Duyuların gerçekliği ile yaşıyoruz. Dışarıdan alınan uyarıcılar sinir uçlarindaki reseptörlerle elektrik enerjisine çevrilip, sinir yolunu takip ederek beyne ulaşır.
Bir şeyin bizim için güzel ya da kötü olmasını biz belirlemedik. Duyularımıza sinir hücrelerimize kazınmış illüzyon içindeki bir dünyada yaşıyoruz. Bu imtihanın gerçekliğidir. Duyularımızın oluşturduğu bir gerçeklik üzerinden imtihan ediliyoruz.

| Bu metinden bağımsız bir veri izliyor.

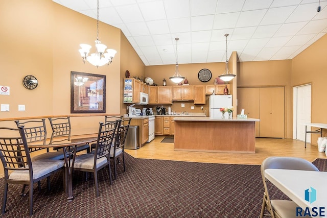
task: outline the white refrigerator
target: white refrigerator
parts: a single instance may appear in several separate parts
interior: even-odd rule
[[[210,118],[221,119],[220,108],[231,107],[231,94],[210,95],[209,101]]]

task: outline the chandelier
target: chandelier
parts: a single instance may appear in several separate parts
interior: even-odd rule
[[[169,79],[175,83],[179,83],[183,81],[185,79],[185,77],[182,77],[179,72],[178,72],[178,62],[177,61],[177,41],[179,39],[178,38],[175,38],[176,40],[176,69],[175,70],[175,74]]]
[[[96,66],[97,68],[103,66],[105,64],[109,65],[112,61],[112,58],[114,57],[117,52],[113,49],[107,49],[107,53],[104,53],[107,46],[101,44],[99,40],[99,0],[98,0],[98,17],[97,20],[97,40],[96,43],[96,53],[92,53],[88,56],[90,49],[92,46],[87,44],[80,44],[81,49],[78,50],[81,56],[83,58],[83,62],[88,61],[91,64]]]
[[[226,64],[226,66],[225,67],[225,71],[224,73],[221,75],[218,76],[218,77],[221,79],[225,82],[228,82],[234,79],[234,77],[236,77],[236,75],[234,74],[231,74],[229,70],[228,70],[228,56],[227,55],[227,37],[228,36],[229,34],[226,33],[224,35],[226,37],[226,62],[225,63]]]
[[[77,86],[81,86],[87,81],[87,77],[75,77],[74,78],[74,84]]]

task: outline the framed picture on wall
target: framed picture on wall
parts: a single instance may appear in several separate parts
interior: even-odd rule
[[[106,112],[106,76],[71,72],[71,113]]]

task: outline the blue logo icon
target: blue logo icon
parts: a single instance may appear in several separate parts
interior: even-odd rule
[[[305,200],[310,203],[317,200],[317,190],[310,186],[310,188],[305,190]]]

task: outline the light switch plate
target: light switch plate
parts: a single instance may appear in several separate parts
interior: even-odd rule
[[[9,111],[9,105],[2,104],[1,111]]]
[[[25,111],[25,105],[18,105],[18,111]]]

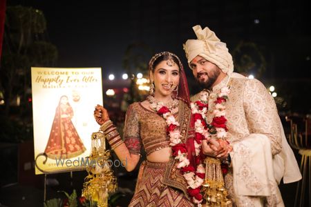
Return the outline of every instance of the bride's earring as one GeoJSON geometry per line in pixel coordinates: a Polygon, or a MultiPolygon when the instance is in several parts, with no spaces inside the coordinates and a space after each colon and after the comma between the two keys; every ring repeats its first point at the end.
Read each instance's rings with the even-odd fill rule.
{"type": "Polygon", "coordinates": [[[151,83],[150,83],[149,95],[151,96],[154,95],[154,83],[153,83],[153,82],[151,82],[151,83]]]}

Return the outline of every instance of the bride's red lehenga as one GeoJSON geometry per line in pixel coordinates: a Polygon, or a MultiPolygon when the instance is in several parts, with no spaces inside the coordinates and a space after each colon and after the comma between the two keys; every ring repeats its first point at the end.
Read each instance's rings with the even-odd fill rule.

O zaman temel konu şu olmalı, sevdiğin ne varsa gerçek değil, bu duygularının oluşturduğu bir illüzyon ve imtihan. Kendine odaklandığında gelip geçici bir yolcu olduğunu anlayacaksın, Hz. Muhammed bile öldü sen ölmeyecek misin ?
Ne zaman yoğun bir duygu hâli yaşarsanız, kendinize odaklanın, yoğun duygu halı imtihan halidir.
Bir daha bu dünyaya gelmeyeğinizi yaşadığınız her saniyenin o ana ait özel bir an olduğunu ve bir daha o saniyeyi yaşayamayacagınızın bilincinde olarak, yaşamalı.
Ölüme dokunmadan, hayata dokunamazsin, ölüm bilinci, bir daha yasamayamacak olma hali, eylemleri ya da eylemsizliği daha anlamlı kılacaktır.
Madem öleceğim, hiçbir saniyeyi heba etmemem lazım.
Hayat ölmek üzere bir andır, hayatı anlamlı kılan eylemler ve eylemin niteliğidir.